The investment function defines that Real National Income directly proportional to the Inducement Investment. Which means that if real National Income increases, the level of inducement investment also increases. Or if Real National Income decreases, the level of Inducement Investment also decreases.
Financial investment: The investment expenditure for the purchase of goods, leads, shares, securities or bonds, etc. is called Financial Investment.
Real investment: The investments which improve productivity are called Real Investments. The example can be the investment expenditure the purchase of new capital goods like machinery, tourism places, roads, industries, power projects, etc.
Why they? Because these things will improve productivity. Roads will result in generating great revenue. Tourism places will attract tourists around the world. Power projects will increase productivity.
Gross investment: Gross Investment sums up all the expenditure on acquiring new capital assets. For example, the entire expenditure of Real Investment which is for the purchase of new capital goods like machinery etc.
Net investment: If you deduct depreciation charges from the existing capital assets’ value, you will get Net Investment expenditure.
The formula for the calculation of Net Investment:
Net Investment = Gross Investment – Depreciation charges
Classifications of capitals and assets
Stock or Inventories:
If any business purchases new raw material, semi-finished goods or unsold goods in the stock, they are called inventories. The raw material or semi-finished material means that the material the company will use for its products.
For example, if a car company purchases tires, engines, and basic tools, they are raw materials. Because these materials are unfinished goods which company will use them for the construction of its products i.e. cars.

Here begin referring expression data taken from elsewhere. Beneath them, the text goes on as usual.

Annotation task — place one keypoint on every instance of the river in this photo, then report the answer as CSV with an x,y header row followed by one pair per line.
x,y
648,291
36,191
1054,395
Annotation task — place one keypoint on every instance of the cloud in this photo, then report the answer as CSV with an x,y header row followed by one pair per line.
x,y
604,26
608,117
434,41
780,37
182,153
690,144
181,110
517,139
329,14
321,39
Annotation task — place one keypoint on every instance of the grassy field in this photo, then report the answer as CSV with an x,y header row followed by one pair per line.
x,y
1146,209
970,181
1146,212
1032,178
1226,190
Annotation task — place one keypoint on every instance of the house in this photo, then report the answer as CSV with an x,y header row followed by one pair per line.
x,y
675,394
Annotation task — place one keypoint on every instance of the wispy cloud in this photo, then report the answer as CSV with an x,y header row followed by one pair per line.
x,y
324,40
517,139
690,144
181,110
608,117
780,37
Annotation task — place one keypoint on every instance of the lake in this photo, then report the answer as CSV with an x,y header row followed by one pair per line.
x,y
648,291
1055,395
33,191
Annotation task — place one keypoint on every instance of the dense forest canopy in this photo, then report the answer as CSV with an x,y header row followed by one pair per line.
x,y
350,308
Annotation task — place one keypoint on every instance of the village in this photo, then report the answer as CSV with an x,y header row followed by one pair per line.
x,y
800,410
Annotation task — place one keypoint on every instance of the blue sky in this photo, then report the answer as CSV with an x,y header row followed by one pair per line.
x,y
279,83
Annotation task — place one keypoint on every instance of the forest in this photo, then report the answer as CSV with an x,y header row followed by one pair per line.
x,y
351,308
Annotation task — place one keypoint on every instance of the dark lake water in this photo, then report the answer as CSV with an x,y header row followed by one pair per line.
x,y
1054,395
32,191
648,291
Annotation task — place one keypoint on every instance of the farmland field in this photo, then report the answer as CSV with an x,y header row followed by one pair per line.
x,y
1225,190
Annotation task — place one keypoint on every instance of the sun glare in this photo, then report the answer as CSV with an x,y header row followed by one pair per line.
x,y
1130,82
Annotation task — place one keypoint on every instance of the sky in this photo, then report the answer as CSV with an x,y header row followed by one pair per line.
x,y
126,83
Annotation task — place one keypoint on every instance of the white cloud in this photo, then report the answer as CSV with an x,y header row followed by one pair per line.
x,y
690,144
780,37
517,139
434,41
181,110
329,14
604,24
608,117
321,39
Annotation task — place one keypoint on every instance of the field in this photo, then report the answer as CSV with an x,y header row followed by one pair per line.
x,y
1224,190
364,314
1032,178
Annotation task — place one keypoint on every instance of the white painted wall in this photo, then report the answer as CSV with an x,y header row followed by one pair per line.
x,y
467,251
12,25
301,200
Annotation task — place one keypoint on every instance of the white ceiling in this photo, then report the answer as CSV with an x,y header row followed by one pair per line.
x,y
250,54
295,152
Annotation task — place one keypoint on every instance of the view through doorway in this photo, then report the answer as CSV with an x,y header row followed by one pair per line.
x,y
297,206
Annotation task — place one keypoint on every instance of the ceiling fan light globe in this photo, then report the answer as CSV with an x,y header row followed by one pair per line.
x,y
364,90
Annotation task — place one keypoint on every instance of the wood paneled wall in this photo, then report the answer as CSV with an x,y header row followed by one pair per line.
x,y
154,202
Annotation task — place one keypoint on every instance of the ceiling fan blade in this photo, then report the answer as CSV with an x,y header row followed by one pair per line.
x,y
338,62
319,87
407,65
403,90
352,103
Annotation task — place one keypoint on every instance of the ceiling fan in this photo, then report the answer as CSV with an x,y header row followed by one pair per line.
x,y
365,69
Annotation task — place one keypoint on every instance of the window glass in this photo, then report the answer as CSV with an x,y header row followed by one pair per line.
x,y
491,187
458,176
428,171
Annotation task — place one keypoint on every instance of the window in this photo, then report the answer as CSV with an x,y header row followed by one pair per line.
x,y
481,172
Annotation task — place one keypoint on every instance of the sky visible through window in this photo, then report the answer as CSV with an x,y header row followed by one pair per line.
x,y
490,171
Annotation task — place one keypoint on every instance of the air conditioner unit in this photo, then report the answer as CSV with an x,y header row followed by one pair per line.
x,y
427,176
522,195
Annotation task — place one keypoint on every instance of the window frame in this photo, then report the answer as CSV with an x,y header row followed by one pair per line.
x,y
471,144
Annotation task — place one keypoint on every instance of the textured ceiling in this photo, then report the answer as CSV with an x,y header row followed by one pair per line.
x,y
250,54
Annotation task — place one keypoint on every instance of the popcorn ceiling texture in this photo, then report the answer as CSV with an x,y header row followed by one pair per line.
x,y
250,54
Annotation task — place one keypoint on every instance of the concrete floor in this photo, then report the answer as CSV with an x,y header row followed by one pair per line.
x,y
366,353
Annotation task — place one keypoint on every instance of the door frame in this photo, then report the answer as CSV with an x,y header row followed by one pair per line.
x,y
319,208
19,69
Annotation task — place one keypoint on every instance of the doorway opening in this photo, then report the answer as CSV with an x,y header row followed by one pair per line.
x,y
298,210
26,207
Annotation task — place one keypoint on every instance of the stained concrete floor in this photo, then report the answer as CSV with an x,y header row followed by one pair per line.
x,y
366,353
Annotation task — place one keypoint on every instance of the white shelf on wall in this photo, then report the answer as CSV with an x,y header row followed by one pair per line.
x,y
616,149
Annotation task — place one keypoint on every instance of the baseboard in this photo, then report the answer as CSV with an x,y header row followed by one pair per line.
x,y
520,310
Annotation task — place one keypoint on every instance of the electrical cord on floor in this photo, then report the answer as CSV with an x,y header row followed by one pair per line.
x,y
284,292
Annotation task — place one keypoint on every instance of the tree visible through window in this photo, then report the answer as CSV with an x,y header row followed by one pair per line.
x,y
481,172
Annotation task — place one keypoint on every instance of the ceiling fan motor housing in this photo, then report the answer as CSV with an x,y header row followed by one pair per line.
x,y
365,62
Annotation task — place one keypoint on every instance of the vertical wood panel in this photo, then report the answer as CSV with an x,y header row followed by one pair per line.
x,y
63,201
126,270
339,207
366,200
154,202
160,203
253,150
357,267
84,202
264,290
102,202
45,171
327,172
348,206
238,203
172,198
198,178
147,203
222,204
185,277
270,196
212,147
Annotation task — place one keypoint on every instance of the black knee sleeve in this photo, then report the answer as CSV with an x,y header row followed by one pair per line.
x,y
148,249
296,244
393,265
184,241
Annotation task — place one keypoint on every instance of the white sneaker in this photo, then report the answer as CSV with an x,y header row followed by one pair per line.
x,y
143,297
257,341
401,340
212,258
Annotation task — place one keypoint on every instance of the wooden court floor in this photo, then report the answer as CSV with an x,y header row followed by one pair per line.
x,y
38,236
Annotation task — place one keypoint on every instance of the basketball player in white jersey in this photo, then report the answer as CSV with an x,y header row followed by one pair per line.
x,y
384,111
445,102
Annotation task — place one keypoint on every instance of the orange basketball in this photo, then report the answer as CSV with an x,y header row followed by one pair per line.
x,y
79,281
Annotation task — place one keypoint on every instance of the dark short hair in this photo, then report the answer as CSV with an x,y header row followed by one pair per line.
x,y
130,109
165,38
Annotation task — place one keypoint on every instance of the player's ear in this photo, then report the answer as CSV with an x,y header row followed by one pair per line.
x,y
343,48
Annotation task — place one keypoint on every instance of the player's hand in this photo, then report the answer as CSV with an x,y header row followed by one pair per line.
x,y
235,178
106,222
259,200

The assets which are necessary for any company, for example, machinery vehicles, and houses facilities, etc., are also included in fixed Capital, and its expenditures are included in investment.
“Investment means real investment which refers to an increase in the real capital stock of the economy”. – J.M. Keynes
Earned income can be used for any type of expenses, savings, consumptions or maybe for further investments as well. Here consumption expenditure refers to the sustainability of humans. You can say it is for foods and clothing and other daily livings. While saving can refer to future investments. You give your money to Bank for savings so that it may need you in your future hard times.
When you give your money to the bank, the bank doesn’t just keep it. Bank lends it to other people, organizations or anyone who would like to take. Bank gives money on interest and thus earns from it. For example, the Bank gives housing loan to individuals. Bank gives big loans to industries. Even you will see that governments take loans from banks.
Individuals take loans to start their businesses. Industries take loans to invest in their new features. Both set up their business and earn and return the loan after making the businesses stable.
For example, developing countries take loans from Banks for the construction of roads, bridges, canals, and the whole country’s infrastructure like spending on education and healthcare etc. Not only this, many rich people like Reliance, Tata, Birla, and Adonis run their businesses and industries out of loaned money. This is called investment expenditure.
Eventually, investment expenditure will generate more revenue and employment for the country. For example, if any developing country takes the loan and construct industries, industries will open jobs and thus unemployment issue is resolved. With the passage of time, industries will rise and eventually they will return the loan but set up their business.